COLUMBIA, Mo. - Eclipse 2017 is being called a monumental teaching tool.
Educators in Mid-Missouri, and throughout the path of totality, are hoping the eclipse will pique an interest in young students when it comes to STEM (science, technology, engineering and math) programs.
Dr. Angela Speck, from the University of Missouri, said she saw a great opportunity to inspire young people with STEM education. The Mizzou director of astronomy and ABC 17 News eclipse contributor took advantage of the eclipse “before, during and after” Monday’s moments of totality.
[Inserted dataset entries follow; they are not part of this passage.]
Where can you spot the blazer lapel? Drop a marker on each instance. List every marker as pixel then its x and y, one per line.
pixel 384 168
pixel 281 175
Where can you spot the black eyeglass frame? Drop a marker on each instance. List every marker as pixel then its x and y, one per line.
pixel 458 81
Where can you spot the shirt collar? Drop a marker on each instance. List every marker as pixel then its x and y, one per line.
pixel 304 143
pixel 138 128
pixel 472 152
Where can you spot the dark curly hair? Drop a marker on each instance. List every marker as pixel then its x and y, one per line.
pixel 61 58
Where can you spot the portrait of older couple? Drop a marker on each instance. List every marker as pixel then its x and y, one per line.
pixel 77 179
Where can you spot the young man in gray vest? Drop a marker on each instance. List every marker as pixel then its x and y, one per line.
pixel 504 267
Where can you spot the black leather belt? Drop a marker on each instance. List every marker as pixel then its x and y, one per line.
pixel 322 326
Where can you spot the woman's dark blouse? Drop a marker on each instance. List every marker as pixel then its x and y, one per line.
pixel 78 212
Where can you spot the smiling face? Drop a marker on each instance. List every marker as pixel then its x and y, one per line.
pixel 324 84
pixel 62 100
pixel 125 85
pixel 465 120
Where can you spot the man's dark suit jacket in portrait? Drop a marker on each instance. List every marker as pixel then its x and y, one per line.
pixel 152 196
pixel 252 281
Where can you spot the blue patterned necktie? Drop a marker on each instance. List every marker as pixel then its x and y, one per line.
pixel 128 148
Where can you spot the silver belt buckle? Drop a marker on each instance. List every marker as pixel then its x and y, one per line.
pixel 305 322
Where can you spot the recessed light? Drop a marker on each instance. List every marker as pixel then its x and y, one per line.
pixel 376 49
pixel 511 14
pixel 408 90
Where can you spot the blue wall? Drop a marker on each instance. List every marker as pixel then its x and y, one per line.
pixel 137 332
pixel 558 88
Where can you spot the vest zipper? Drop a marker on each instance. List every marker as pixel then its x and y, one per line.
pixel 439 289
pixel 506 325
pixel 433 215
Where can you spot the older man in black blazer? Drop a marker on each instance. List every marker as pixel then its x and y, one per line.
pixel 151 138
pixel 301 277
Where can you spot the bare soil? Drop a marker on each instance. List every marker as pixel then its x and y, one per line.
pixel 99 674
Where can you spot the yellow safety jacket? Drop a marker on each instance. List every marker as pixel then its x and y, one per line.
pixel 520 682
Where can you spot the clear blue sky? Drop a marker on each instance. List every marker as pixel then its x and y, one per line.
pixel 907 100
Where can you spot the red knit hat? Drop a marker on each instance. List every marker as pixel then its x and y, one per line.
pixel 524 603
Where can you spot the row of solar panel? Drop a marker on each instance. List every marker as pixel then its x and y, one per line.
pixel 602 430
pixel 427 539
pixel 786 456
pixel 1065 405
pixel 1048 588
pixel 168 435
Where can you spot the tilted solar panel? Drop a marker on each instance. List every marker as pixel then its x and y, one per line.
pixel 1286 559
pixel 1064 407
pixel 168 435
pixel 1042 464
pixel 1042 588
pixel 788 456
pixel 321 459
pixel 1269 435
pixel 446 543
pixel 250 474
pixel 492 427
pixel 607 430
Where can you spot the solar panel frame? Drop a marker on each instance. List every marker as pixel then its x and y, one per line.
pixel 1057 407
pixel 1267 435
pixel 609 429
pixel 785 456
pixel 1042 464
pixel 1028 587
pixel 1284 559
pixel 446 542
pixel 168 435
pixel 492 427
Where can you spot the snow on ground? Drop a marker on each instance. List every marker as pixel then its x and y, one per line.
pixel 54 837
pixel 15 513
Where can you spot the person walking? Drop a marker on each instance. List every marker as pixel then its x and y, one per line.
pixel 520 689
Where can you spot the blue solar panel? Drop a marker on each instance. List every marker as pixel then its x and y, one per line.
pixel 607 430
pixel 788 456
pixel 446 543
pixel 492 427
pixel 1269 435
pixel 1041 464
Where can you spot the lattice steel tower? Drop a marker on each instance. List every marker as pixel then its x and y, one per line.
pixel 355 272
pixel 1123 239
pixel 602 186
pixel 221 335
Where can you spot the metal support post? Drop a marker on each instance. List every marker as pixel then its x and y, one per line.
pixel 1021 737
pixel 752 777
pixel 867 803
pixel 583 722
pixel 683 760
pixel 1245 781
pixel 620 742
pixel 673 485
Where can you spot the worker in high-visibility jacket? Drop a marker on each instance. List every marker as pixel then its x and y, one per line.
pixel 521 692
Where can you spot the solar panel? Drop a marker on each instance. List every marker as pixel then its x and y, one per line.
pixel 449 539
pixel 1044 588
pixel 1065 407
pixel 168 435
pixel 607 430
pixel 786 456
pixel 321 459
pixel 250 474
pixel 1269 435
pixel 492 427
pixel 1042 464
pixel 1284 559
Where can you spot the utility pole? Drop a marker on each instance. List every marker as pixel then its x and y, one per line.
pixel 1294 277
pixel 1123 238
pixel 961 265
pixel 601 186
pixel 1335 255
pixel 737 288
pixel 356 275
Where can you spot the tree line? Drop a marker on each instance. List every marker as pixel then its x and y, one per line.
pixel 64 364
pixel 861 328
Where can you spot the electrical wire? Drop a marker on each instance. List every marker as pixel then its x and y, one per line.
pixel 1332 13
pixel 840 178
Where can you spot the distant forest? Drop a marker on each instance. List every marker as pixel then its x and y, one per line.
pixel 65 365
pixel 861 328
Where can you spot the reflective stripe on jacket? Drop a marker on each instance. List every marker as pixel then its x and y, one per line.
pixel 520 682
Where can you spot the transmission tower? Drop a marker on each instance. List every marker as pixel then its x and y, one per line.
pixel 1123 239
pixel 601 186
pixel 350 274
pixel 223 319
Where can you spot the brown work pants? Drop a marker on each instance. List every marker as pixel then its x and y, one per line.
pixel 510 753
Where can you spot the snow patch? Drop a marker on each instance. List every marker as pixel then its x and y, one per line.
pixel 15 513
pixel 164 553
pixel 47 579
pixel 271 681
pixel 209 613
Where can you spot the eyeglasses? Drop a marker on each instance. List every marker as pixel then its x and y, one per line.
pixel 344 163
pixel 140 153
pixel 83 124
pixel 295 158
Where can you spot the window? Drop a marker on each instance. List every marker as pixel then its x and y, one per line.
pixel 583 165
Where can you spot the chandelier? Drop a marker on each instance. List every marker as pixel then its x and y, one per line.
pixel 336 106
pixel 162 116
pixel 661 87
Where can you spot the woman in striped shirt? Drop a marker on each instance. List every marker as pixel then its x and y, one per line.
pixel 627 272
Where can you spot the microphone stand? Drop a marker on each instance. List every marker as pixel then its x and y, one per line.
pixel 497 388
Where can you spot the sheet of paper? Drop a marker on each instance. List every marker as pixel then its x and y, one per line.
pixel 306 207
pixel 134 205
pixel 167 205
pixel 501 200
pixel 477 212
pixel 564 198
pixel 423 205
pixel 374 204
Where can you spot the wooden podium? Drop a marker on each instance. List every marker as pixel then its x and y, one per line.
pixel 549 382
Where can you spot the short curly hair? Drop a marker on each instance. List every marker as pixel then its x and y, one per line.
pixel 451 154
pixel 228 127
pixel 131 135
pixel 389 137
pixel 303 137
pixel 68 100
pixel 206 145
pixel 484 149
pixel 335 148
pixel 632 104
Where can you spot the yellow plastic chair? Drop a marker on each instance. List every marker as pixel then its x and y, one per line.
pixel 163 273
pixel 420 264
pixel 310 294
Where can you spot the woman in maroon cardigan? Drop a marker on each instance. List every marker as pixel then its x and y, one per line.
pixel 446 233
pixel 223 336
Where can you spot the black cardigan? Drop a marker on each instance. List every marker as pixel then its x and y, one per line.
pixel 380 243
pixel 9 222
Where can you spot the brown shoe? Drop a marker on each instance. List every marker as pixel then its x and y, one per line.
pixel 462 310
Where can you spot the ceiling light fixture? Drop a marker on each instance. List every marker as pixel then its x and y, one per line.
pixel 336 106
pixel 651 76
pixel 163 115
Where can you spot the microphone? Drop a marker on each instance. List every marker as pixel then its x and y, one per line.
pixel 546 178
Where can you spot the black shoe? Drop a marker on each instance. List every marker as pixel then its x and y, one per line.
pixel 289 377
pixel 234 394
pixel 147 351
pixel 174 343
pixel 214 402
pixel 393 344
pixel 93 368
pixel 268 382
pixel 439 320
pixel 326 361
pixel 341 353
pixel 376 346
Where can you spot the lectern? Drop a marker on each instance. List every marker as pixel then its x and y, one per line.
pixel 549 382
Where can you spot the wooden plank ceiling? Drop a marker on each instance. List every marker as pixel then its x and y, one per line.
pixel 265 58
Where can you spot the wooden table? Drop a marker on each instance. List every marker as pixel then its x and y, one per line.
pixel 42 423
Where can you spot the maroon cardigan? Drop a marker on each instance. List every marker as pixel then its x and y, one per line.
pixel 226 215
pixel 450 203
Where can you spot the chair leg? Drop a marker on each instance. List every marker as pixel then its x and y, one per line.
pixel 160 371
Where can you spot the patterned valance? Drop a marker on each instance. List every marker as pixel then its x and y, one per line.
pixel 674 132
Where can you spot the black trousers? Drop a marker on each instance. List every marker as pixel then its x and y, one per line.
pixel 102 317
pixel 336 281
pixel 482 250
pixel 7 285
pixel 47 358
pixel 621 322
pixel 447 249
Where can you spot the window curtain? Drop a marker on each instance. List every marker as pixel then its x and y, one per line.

Dr. Peter Stiepleman, superintendent of Columbia Public Schools, said Monday’s eclipse “activities absolutely gave children an opportunity to experience a celestial event they'll never forget.” He said his own children want to chase the next total solar eclipse in 2024. He also said he anticipates an increase of interest in CPS' Columbia Aeronautics and Space Association program, which he calls “Columbia's version of NASA.”
At least one Columbia high school teacher says she's optimistic the eclipse will have a long-term effect.
Hickman High School teacher Janice Morris said she’s optimistic the 2017 eclipse will have a long-term effect and "I hope that the fact that they had an opportunity to see it at an age like this where hopefully they're going to remember it for the rest of their life."
It seems to have made an impact with student Wyatt Moore. "It was hyped up a lot. A lot of people were really excited about it and everything. And I didn't know what to think about it at first. But when it finally happened and I did see for myself I was awestruck honestly,” Moore said.
Teachers will likely use pictures and videos from Monday to keep some of that educational excitement alive.